Electrodeposition
Electrodeposition is another example of an old synthesis
technique that has been recently applied towards the creation of
nanostructures. The premise of the
technique is quite simple. An applied
electric field draws precursor ions towards the substrate's surface. Once the ion reaches the surface, it
chemically bonds with certain bonding sites and stays there. This technique is great for creating
monolayers and thin films to substrates that are conductive.
For nanotechnology applications, some additional tweaking
must be done to the precursors or the substrate. The most common use of electroplating in nanotechnology comes in
the form of nanocrystalline metals.
When metals form in the solid state, they are not a perfect single
crystal. Instead, many identical crystals
lie side by side with random orientations.

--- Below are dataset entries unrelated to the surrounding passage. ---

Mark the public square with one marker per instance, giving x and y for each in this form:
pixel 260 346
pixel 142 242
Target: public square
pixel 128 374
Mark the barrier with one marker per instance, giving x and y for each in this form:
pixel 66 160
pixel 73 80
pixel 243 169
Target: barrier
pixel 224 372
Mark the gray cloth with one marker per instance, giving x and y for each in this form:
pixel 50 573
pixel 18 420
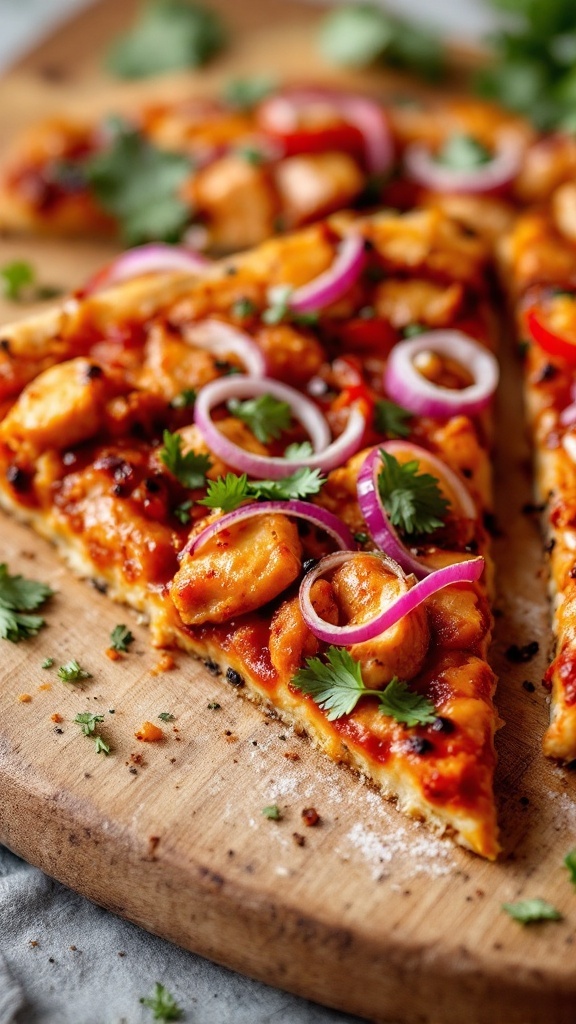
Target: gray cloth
pixel 45 980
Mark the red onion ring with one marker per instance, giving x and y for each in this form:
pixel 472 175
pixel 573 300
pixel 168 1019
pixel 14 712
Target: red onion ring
pixel 326 454
pixel 426 171
pixel 465 571
pixel 409 388
pixel 375 516
pixel 153 258
pixel 223 339
pixel 364 114
pixel 333 283
pixel 302 510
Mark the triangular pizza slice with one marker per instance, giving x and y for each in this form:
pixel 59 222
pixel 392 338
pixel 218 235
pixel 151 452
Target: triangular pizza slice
pixel 283 461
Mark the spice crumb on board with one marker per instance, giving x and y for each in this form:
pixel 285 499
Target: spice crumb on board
pixel 150 733
pixel 165 663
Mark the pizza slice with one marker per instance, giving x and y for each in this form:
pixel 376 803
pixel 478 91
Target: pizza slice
pixel 283 461
pixel 228 176
pixel 539 263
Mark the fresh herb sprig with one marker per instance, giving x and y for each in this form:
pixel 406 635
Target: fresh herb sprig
pixel 163 1006
pixel 362 34
pixel 336 686
pixel 229 492
pixel 72 672
pixel 191 468
pixel 533 70
pixel 391 419
pixel 138 184
pixel 19 596
pixel 413 501
pixel 265 416
pixel 169 35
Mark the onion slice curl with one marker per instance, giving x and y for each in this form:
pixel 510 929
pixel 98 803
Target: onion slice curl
pixel 375 516
pixel 321 518
pixel 326 454
pixel 411 389
pixel 465 571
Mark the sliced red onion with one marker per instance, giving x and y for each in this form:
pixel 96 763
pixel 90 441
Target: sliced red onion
pixel 364 114
pixel 426 171
pixel 152 258
pixel 375 516
pixel 326 455
pixel 335 282
pixel 465 571
pixel 223 339
pixel 568 415
pixel 409 388
pixel 301 510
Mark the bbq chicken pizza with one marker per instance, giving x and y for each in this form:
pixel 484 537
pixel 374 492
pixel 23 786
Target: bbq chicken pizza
pixel 283 460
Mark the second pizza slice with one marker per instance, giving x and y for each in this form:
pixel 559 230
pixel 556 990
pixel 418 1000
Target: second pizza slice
pixel 284 462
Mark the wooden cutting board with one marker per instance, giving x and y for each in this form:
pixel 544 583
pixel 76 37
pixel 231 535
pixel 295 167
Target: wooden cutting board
pixel 367 911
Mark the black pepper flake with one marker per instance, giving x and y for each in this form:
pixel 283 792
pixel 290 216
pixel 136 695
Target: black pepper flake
pixel 441 724
pixel 520 654
pixel 547 373
pixel 234 678
pixel 417 744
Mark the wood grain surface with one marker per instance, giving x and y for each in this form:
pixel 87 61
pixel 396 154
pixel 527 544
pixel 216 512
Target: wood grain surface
pixel 370 913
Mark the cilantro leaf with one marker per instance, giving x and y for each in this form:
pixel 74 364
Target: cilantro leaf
pixel 181 512
pixel 336 686
pixel 101 745
pixel 121 638
pixel 162 1004
pixel 138 184
pixel 227 493
pixel 357 35
pixel 265 416
pixel 273 812
pixel 528 910
pixel 302 483
pixel 244 93
pixel 169 35
pixel 570 861
pixel 16 276
pixel 72 673
pixel 462 153
pixel 391 419
pixel 18 596
pixel 404 705
pixel 88 722
pixel 412 500
pixel 191 468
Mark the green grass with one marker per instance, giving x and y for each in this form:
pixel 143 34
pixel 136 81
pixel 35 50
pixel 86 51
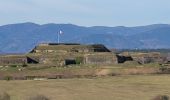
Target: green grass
pixel 138 87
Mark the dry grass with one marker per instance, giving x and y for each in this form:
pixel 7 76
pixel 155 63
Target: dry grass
pixel 137 87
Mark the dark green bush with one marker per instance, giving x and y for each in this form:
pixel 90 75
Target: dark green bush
pixel 12 65
pixel 4 96
pixel 79 60
pixel 8 78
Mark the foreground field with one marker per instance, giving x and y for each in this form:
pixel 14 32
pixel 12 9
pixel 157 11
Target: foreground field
pixel 135 87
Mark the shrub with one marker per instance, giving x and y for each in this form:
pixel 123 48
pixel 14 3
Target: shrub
pixel 79 60
pixel 161 97
pixel 8 78
pixel 4 96
pixel 13 66
pixel 39 97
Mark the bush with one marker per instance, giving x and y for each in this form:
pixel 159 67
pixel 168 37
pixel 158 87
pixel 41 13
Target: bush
pixel 39 97
pixel 79 60
pixel 13 66
pixel 8 78
pixel 161 97
pixel 4 96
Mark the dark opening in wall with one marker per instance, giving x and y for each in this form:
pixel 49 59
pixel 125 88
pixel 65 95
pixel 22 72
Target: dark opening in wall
pixel 70 61
pixel 31 61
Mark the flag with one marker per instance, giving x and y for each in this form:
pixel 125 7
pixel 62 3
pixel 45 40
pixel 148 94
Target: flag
pixel 61 32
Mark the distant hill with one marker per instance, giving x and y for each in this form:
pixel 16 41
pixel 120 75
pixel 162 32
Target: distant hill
pixel 22 37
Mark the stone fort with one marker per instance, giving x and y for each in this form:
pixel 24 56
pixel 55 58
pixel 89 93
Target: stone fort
pixel 61 54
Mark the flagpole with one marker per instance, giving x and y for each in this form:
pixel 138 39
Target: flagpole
pixel 58 37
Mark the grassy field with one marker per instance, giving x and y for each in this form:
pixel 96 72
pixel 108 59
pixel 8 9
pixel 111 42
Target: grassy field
pixel 135 87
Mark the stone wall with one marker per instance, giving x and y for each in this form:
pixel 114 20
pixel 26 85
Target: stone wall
pixel 12 60
pixel 100 58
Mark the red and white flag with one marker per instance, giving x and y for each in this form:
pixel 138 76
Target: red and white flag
pixel 61 32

These patches are known as grains.
Under traditional circumstances, these grains have sizes in the
micrometer scale.
Researchers have been able to alter the growth conditions to
produce grains with diameters in the nanometer scale. This is desirable because a metal's strength is almost entirely
dictated by its grain size. The scaling
that governs strength and grain size is called the Hall-Petch relationship. It states that a metal's hardness
varies inversely with the root of its grain diameter. The smaller the grain, the higher the hardness. There's a limit to how small a grain can get
before this relationship breaks down.
What happens beyond this breakdown is still under debate.
To create nanocrystalline metals with electrodeposition, it's
important to control the two major modes of grain evolution: nucleation and
growth. Nucleation is a term used to
describe how often a random arrangement of incoming atoms will spontaneously
order itself into a crystal. Growth is
the term used to describe how quickly these nucleated regions spread
outwards. To create nanocrystalline
metals, one needs to encourage nucleation and limit growth. This can be accomplished in two ways: pulse
plating and dopants. By pulsing the
electric field, the electrodeposition only happens in short bursts. This part encourages nucleation. Dopants are contaminating atoms that can be
added through a variety processes. They
act as an effective barrier for growth by tying up the growth fronts with
defects. The combination of the two has
successfully yielded many varieties of nanocrystalline metals.
In a spin on the process, researchers have found that
reverse electrodeposition, or electro-decomposition, can be used to create nanopores. If a substrate is treated with an array of physical
indentations, a reverse field will cause the indentations to begin sinking into
the material in a vertical column. The
result is a large grid of nanopores that can be used to grown nanowires.